Stability of the contact lens on the eye, guaranteed by the minimal dehydration of the hydrogel that usually occurs after the lens application. However, this aspect is a serious problem, for example, for patients suffering from the dry eye syndrome, among other disorders.

To minimize the deposition of impurities on the lens surface, which should ideally be resistant to its formation. A practical route could be the use of disposable lenses, but the patient compliance and the efficacy of therapeutic treatment could be reduced.

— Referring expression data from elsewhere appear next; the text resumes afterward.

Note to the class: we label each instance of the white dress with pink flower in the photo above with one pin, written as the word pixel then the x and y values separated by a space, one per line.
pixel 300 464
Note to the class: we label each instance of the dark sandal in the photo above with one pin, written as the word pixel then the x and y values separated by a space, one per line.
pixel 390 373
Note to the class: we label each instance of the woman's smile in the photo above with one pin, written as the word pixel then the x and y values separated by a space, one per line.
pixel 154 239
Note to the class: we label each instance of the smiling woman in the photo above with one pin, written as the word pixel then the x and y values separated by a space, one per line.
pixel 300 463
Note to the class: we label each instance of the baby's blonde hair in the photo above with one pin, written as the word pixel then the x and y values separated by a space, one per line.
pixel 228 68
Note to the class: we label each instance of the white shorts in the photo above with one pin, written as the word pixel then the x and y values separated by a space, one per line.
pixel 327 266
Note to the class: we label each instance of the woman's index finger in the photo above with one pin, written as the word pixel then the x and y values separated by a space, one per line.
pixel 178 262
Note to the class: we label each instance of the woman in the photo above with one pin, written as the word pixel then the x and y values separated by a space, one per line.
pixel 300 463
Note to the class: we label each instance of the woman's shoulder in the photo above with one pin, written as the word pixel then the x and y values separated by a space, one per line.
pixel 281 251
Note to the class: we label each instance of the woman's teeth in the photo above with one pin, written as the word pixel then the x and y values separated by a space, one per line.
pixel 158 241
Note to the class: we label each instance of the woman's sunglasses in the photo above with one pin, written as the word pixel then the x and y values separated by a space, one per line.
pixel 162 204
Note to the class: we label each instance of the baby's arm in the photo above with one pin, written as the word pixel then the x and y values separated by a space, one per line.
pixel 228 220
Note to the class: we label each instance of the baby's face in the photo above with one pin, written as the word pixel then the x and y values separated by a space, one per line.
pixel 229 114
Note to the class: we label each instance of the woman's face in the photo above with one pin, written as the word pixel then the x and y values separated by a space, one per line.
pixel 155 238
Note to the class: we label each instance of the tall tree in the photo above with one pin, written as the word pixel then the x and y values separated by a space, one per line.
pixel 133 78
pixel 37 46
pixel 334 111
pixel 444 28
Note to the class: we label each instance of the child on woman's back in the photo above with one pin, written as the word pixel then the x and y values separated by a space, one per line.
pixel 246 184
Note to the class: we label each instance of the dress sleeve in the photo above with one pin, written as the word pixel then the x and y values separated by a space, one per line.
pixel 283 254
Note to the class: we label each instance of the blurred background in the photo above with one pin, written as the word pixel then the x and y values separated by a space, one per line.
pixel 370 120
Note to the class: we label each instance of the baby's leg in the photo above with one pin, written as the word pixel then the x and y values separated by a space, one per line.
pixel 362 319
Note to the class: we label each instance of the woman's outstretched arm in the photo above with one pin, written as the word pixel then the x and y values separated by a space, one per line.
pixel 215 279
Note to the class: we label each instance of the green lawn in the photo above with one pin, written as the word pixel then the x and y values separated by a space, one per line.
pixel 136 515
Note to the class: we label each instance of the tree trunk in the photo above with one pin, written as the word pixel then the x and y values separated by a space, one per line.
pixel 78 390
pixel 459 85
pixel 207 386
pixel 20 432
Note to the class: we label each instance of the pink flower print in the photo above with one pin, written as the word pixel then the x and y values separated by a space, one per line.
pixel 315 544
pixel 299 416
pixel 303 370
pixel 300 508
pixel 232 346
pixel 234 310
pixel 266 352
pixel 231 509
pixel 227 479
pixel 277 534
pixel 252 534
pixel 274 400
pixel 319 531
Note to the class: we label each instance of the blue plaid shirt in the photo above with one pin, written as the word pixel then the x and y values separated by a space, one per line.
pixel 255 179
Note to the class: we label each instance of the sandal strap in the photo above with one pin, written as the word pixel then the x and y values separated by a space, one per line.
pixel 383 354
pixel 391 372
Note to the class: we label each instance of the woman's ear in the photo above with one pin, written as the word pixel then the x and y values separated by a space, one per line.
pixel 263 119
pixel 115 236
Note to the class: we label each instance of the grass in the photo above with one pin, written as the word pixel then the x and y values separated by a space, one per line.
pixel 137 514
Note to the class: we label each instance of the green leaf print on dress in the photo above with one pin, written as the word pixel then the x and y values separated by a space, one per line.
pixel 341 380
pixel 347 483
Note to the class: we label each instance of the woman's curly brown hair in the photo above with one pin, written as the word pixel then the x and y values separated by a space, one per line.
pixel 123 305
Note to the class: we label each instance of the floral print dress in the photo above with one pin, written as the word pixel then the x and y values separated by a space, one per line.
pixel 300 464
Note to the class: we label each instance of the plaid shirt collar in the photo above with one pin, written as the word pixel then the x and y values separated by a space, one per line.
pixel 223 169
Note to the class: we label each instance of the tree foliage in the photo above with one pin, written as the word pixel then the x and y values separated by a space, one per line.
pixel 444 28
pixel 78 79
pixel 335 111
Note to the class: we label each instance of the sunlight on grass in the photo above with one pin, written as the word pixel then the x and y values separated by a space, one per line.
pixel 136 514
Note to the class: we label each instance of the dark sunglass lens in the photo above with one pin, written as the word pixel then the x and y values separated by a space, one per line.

Some regulatory constraints about the marketing of therapeutic contact lenses have also to be taken into account [12]. A primary regulatory aspect is to understand if the therapeutic contact lenses have to be considered a drug or a combination product. If the lens is considered only a support for the ophthalmic drug delivery, the product would be likely considered a drug from a regulatory point of view. On the other hand, if the contact lenses are also a device with its own functions (for example, refraction correction), it would be more properly considered as a combination product. Moreover, a common approach is to load drug molecules already approved by US Food and Drug Administration and to develop a novel ophthalmic drug delivery platform. However, additional preclinical and clinical studies would be required regarding the safety, efficacy, and pharmacokinetics also in the case of the novel product.

5. Conclusions

The use of contact lenses as a platform for ocular drug delivery is an innovative and effective strategy for treating different ocular pathologies, and overcoming the drawbacks associated with the administration of common eye drops. However, more research needs to be conducted for marketing of drug-loaded contact lenses to ensure efficacy, safety and comfort for consumers. The different studies analyzed in this review clearly highlight that the main challenge is still to promote a prolonged release of ophthalmic drugs from contact lenses. Indeed, the soaking method, as an easy and common route to incorporate active compounds into contact lenses, results in low drug absorption and high burst release. Among the alternative approaches, the supercritical impregnation of drugs into contact lenses and the incorporation of vitamin E as a barrier to diffusion and as an adjuvant active compound for the treatment of ocular diseases have proved very promising in prolonging drug release. To this end, it has been found that the incorporation of drug-loaded liposomes and micelles into contact lenses is also a good approach to avoid drug leaching that characterizes soaked lenses, but further investigations need to be conducted given the limited number of studies available. The recently proposed molecular imprinting using scCO2 is also interesting in overcoming some limitations of the conventional molecular imprinting, but further studies focused on its application are needed. It is in fact essential to point out that, in addition to ensuring high drug loadings and sustained release, a good method for the fabrication of therapeutic contact lenses has also to guarantee fundamental properties, such as the transparency of the lens. Generally speaking, the drug incorporation into hydrogel-based contact lenses has been widely employed; conversely, the use of thin polymeric films as supports for therapeutic lenses needs to be further investigated. Indeed, thin films can increase the patient comfort and, when based on polymeric blends, can efficiently tune the drug release. Other stages, such as sterilization, packaging and storage of therapeutic contact lenses have also been further improved, to avoid the premature and undesired release of the incorporated drug.